The law also extended the daytime curfew hours. The previous law read:
“No minor under the age of 16 may remain in or about any public place or any establishment between the hours of 9:00am and 2:30pm on any day during which the minor is required to be in school.” The curfew enacted by the council is 7:30am to 3:00pm.
“Non-essential business operations” should be suspended during the hours the curfew is in effect, the mayor's office said in a
statement. Restaurants, entertainment venues and bars should be closed between those hours, and visitors and patrons should plan enough time to travel before the curfew takes effect, it added. The curfew begins four hours before the city’s mandated 2:00am closing time.

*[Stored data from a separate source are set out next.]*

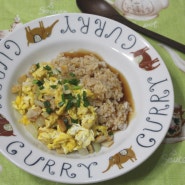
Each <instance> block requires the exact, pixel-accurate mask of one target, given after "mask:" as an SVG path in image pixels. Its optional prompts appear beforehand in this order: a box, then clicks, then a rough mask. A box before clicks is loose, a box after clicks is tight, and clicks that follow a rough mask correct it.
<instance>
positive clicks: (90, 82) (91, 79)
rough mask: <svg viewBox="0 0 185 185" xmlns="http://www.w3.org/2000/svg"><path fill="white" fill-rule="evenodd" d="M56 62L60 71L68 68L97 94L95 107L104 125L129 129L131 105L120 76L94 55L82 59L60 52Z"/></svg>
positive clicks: (85, 84)
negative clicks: (129, 113) (124, 93)
mask: <svg viewBox="0 0 185 185" xmlns="http://www.w3.org/2000/svg"><path fill="white" fill-rule="evenodd" d="M52 63H54V65H56V66H58V67H59V68H60V67H62V66H66V68H65V70H66V73H67V72H72V73H74V74H75V76H76V77H77V78H78V79H80V82H81V84H82V85H83V86H84V87H85V88H87V89H90V90H91V91H92V92H93V94H94V96H95V98H94V99H93V100H92V101H91V104H92V105H93V106H95V107H96V108H97V109H96V110H97V114H98V122H99V124H100V125H105V126H107V127H108V128H109V130H111V131H117V130H124V129H126V127H127V125H128V113H129V112H130V111H131V106H130V104H129V102H128V101H125V100H124V94H123V92H124V90H123V84H122V82H121V80H119V78H118V74H116V73H115V72H112V71H111V69H110V67H109V66H108V64H107V63H106V62H105V61H103V60H101V59H100V58H99V57H97V56H96V55H95V54H93V53H88V54H84V55H82V56H75V55H74V56H73V55H69V54H67V55H66V54H65V53H60V54H59V55H58V56H57V58H55V59H53V60H52Z"/></svg>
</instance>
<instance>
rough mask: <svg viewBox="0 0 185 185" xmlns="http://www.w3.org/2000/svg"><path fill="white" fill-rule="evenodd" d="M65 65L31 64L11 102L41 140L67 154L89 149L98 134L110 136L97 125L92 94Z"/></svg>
mask: <svg viewBox="0 0 185 185" xmlns="http://www.w3.org/2000/svg"><path fill="white" fill-rule="evenodd" d="M62 68H66V66H62V67H61V69H59V68H58V67H56V66H54V64H52V63H38V64H35V65H33V66H31V68H30V70H29V73H28V75H27V77H26V78H24V80H23V81H21V82H20V83H19V84H18V86H19V88H17V91H14V93H16V98H15V100H14V101H13V102H12V105H13V107H14V108H15V109H16V110H17V111H18V112H19V113H20V114H21V115H22V118H21V120H20V121H21V122H22V123H23V124H25V125H28V124H33V125H34V126H35V128H36V129H37V131H38V134H37V138H38V140H39V141H41V142H42V143H43V144H45V145H46V146H47V147H48V149H51V150H60V151H62V152H63V153H65V154H67V153H70V152H73V151H77V150H80V149H82V148H87V147H88V146H89V145H90V144H91V143H92V142H94V141H95V138H96V136H99V135H104V136H107V135H108V131H107V128H106V127H105V126H98V123H97V120H98V118H97V113H96V108H95V107H93V106H92V105H91V104H90V99H93V96H94V95H93V93H92V92H91V91H90V90H89V89H85V88H84V87H82V86H81V84H80V81H79V80H78V79H77V78H76V76H75V74H73V73H68V74H67V75H66V74H63V73H62ZM14 89H16V88H15V87H14Z"/></svg>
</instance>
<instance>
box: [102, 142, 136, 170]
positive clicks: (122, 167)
mask: <svg viewBox="0 0 185 185" xmlns="http://www.w3.org/2000/svg"><path fill="white" fill-rule="evenodd" d="M128 160H131V161H132V162H134V161H135V160H137V158H136V155H135V152H134V151H133V150H132V146H131V147H130V148H126V149H123V150H121V151H120V152H118V153H116V154H115V155H113V156H111V157H110V158H109V165H108V167H107V169H106V170H104V171H103V173H105V172H107V171H108V170H109V169H110V168H111V167H112V166H113V165H117V166H118V168H119V169H122V168H123V166H122V164H123V163H126V162H127V161H128Z"/></svg>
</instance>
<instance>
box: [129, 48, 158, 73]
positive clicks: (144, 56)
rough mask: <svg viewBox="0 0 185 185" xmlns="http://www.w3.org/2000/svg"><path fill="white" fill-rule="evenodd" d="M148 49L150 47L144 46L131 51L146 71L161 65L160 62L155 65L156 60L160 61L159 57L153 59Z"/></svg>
mask: <svg viewBox="0 0 185 185" xmlns="http://www.w3.org/2000/svg"><path fill="white" fill-rule="evenodd" d="M147 50H149V47H144V48H142V49H139V50H137V51H135V52H131V53H132V54H133V56H134V58H135V60H136V61H137V62H138V63H139V67H140V68H142V69H144V70H146V71H151V70H153V69H155V68H157V67H159V65H160V63H158V64H157V65H155V63H156V62H159V59H158V58H155V59H152V58H151V56H150V55H149V54H148V53H147Z"/></svg>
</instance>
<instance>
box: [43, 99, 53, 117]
mask: <svg viewBox="0 0 185 185" xmlns="http://www.w3.org/2000/svg"><path fill="white" fill-rule="evenodd" d="M44 107H45V108H46V112H47V113H48V114H51V113H52V112H53V110H52V109H51V103H50V102H49V101H48V100H46V101H45V102H44Z"/></svg>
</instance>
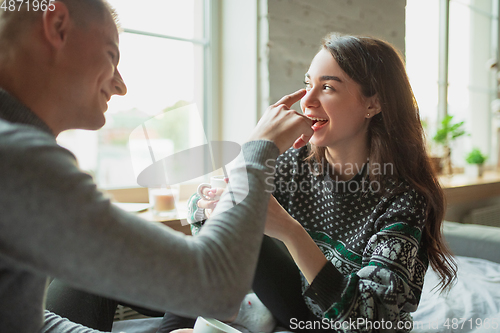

“That’s gonna crush us ‒ on top of the fact that nobody’s going to be downtown for a while, so we’re going to lose all kinds of business for that,” David Niehenke told the Baltimore Business Journal. He is the owner of Mick O'Shea's Irish Pub in Baltimore’s Mount Vernon neighborhood, which has remained relatively untouched by the unrest in the city.
Niehenke estimates Mick O’Shea’s will lose about $2,000 a night.
“That will add up quick ‒ not to mention staff losing money,” he said.
“The bartenders come in 6:30pm-7:00pm for work, so they're going to have what, two hours to work? Wait staff, kitchen staff ‒ everyone's going to lose work."
The University of Maryland, Baltimore announced that it would close its campus at 7:30pm each day as long as the city curfew is in effect.
Critics question the effectiveness of curfews in curbing unrest and violence. Human rights advocates note there is little substantive legal scholarship on the long-term impact of emergency curfews, particularly those placed on impoverished, predominantly poor communities of color ‒ the same ones that are most likely to experience an increased police presence, according to TakePart’s Rebecca McCray.
“If you look at what happened in Ferguson, [Missouri] violence escalated when members of the community were restricted by the state of emergency,” Jamira Burley, senior campaigner on criminal justice and gun violence for Amnesty International, told TakePart.
“Curfews increase tensions and continue to create an environment where community members feel like they can’t trust police and don’t feel safe.”
“More oppression of the oppressed is not the answer to injustice in Baltimore,” Hassane Muhammad, spokesperson for Black Lawyers for Justice, said. “A curfew won’t fix it. Until there is transparency and there aren’t two systems of justice in America, there won’t be peace.”
McCray points out that the last time there were riots in Baltimore, a predominantly white crowd overturned cars and looted a convenience store after the city’s football team, the Ravens, won the Super Bowl in February 2013. No curfew was introduced during that spate of violence.
The curfew will remain in effect until May 4, unless it is renewed or rescinded by Rawlings-Blake.